Capital projects in the era of $50 oil


Epic fail.  This post is a segue to the one published a little over a week ago (O&G 3.0, Reboot).  And, much like its predecessor, it echoes a fascinating article published in the The Economist, December 17th 2016 edition.  Entitled “out with the old”, the article articulated a clear demonstration that the received dogma espoused by modern management theory is in fact failing managers of all stripes.  “The gurus”, wrote the author, “have lost touch with the world they seek to rule”.  The current state of economic affairs worldwide tends to prove out the assessment.  It is an argument that I have been advancing over the past year, in the more prosaic world of project management.  The thesis, which forms the basis of my book investment-centric project management due in May 2017, posits that traditional project management (TPM) was failing capital projects everywhere, up until 2014, and will worsen the situation in 2017, as the oil and gas industry emerges from the great dislocation.  Failure statistics in 2014 were indeed brutal: across the globe and over many industries, 30% of projects valued at $20M (TIC) failed to meet budgets or schedules or both.  At the $100M level, the failure rate climbed to 50%.  And beyond $1B, a staggering 60 to 70% of projects went bust.  Unless something dramatic is fix the traditional practice of project management, expect these failure rates to explode in the coming years.  Managing capital projects when oil was at $147 was already strained beyond limits; managing them in the era of $50 oil, on the basis of the status quo, is a disaster waiting to happen.

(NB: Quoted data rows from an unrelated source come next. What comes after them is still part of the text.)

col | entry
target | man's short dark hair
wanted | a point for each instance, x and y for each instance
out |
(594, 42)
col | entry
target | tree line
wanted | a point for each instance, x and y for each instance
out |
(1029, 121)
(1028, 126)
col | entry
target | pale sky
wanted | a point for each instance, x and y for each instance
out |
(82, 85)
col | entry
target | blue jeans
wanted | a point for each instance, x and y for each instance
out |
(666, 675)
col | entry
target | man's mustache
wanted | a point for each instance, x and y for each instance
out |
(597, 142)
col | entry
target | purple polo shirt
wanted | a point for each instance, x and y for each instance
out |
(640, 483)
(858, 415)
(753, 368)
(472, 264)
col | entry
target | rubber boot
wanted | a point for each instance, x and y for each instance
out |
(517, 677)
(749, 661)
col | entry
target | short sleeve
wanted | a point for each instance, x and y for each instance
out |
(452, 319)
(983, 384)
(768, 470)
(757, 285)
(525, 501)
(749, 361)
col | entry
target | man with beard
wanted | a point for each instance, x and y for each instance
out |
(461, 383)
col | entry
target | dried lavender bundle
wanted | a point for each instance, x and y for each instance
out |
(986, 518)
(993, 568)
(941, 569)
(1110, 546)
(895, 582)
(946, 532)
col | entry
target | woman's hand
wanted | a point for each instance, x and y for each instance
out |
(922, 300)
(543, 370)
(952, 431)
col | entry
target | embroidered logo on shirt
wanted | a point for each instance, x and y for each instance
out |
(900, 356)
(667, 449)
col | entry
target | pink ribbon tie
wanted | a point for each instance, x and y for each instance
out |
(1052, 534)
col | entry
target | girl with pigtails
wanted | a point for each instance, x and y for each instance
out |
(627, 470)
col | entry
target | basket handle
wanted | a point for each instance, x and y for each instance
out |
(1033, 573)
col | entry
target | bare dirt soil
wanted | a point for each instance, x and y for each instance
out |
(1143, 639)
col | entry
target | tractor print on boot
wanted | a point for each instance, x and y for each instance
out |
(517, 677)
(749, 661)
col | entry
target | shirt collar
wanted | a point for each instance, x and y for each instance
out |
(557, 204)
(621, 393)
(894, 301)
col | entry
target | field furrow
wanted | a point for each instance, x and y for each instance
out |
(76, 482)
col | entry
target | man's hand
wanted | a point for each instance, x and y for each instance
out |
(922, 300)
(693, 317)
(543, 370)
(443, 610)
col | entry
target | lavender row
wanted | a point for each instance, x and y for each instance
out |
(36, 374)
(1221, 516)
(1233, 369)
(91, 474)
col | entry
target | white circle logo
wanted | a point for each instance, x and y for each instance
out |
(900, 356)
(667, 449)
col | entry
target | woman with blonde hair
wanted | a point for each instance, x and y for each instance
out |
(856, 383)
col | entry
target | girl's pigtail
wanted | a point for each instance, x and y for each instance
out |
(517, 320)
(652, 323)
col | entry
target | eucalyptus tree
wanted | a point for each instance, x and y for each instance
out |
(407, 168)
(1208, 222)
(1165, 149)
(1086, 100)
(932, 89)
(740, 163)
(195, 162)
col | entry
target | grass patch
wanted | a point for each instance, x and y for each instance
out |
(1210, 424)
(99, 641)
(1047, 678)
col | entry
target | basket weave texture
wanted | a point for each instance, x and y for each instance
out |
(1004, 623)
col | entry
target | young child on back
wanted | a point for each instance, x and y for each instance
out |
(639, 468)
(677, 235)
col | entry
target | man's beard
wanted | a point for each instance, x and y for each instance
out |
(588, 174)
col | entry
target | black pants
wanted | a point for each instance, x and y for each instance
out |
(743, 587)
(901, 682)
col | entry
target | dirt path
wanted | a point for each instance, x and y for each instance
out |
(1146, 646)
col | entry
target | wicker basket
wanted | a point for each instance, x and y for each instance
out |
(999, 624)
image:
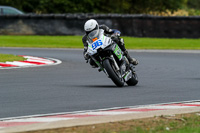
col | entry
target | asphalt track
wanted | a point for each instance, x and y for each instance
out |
(75, 86)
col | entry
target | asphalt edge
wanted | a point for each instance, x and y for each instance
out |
(102, 119)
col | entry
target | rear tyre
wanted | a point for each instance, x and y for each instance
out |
(110, 69)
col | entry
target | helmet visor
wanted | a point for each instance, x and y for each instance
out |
(96, 28)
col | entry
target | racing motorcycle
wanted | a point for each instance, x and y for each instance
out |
(110, 58)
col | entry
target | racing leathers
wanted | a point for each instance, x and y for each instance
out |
(115, 38)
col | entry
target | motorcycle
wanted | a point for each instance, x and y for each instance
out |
(110, 58)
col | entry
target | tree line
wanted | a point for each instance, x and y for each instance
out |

The status quo is often justified, but rarely justifiable. 

The need for change is overwhelming and daunting to the adherents of the ersatz science.  The range of changes is beyond the scope of this post.  But we can start with a few salient elements.  First we ask, what is a project?  Most project professionals will define it in terms nurtured by the TPM orthodoxy.  The PMI for example will define a project as an agent of change, undertaken as a temporary endeavor to create a unique process, produce or services.  It is sufficiently generic to allow myriad interpretations that could remain true to its spirit.  Nevertheless, this definition (along with its many variants) is also sufficiently inchoate as to be useless.  Consider this entirely new perspective:  a project is the development of a profitably performing asset.  The asset is the revenue-generating entity to be operated commercially for the benefits of its shareholders.  The asset exists to deliver sustained returns on investment (ROI) to shareholders, throughout its economic life.

The maximization of the ROI rests on three vectors: the volume of revenues generated by the asset; the cost incurred to generate them; and the profits resulting from the combined effects of revenues and costs.  In this context, the project is never an end unto itself.  It is merely the means to the end sought: the profitably performing asset.  The project is no longer ended when commissioning is completed, which otherwise misses completely the purpose of the asset, since you have no clue whether the asset is profitably performing or not.  That occurs much later, when the asset has been ran through its paces and proven out.  Defining the end in this manner has profound implications on the way budgets are managed, including the necessary abandonment of the cherished constraint trifecta (budget-schedule-quality), which forces the project manager to choose to control two and accept the third to land where it will.  You cannot achieve a profitably performing asset if you manage by this triangle.  The only guarantee is that the budget will be spent; and the work may be finished on time.  But you will leave the entire matter of profitability undefined, unknown and unpredictable.

Project management.  A similar argument can be extended to the practice of project management.  Failure statistics clearly point to the conclusion that TPM does not guarantee project success to owners, nor furnish sufficient probability of success to justify the initial investment.  Some project professionals may be tempted to explain away the failure record with the widely-held belief that the fault is not with the accepted principles of project management, but with the failure to implement them.  This is too simplistic an explanation.  To every problem there corresponds a simple, elegant solution – and it is wrong.  The fact of the matter is that modern projects are always executed within a formal TPM framework, and adhere to the rigid plans, strategies and procedures imposed by the owner at the outset.  Few if any will ever come in on budget and on schedule.

The generally accepted definition of project management goes something like this:  a set of skills, processes, procedures and plans to execute a project in such a way that all stakeholders’ needs are satisfied.  In this interpretation, project management is reduced to allocating and managing resources to achieve a set of objectives.  The definition takes on a pronounced procedural character which takes the form, on a daily basis, of execution plans and strategies.  They are in turn constituted into management schemes over schedule, cost, quality, human resources, communications, risk, procurement, construction management, systems and standards.  The managing of a project is thus encapsulated in the aphorism if you fail to plan, you plan to fail.  However, although planning is a necessary condition to execution success, it is not a sufficient one.  For example, I was once involved with a multi-billion dollars project whose execution strategy tallied 800 pages of plans, procedures, processes and templates.  Despite this depth of details, the endeavor eventually floundered.

What should project management be?  It is the development of a profitably performing asset.  Functionally, it is three different things: an organization, a business, and a relationship nexus.

That will do for now.  Your thoughts?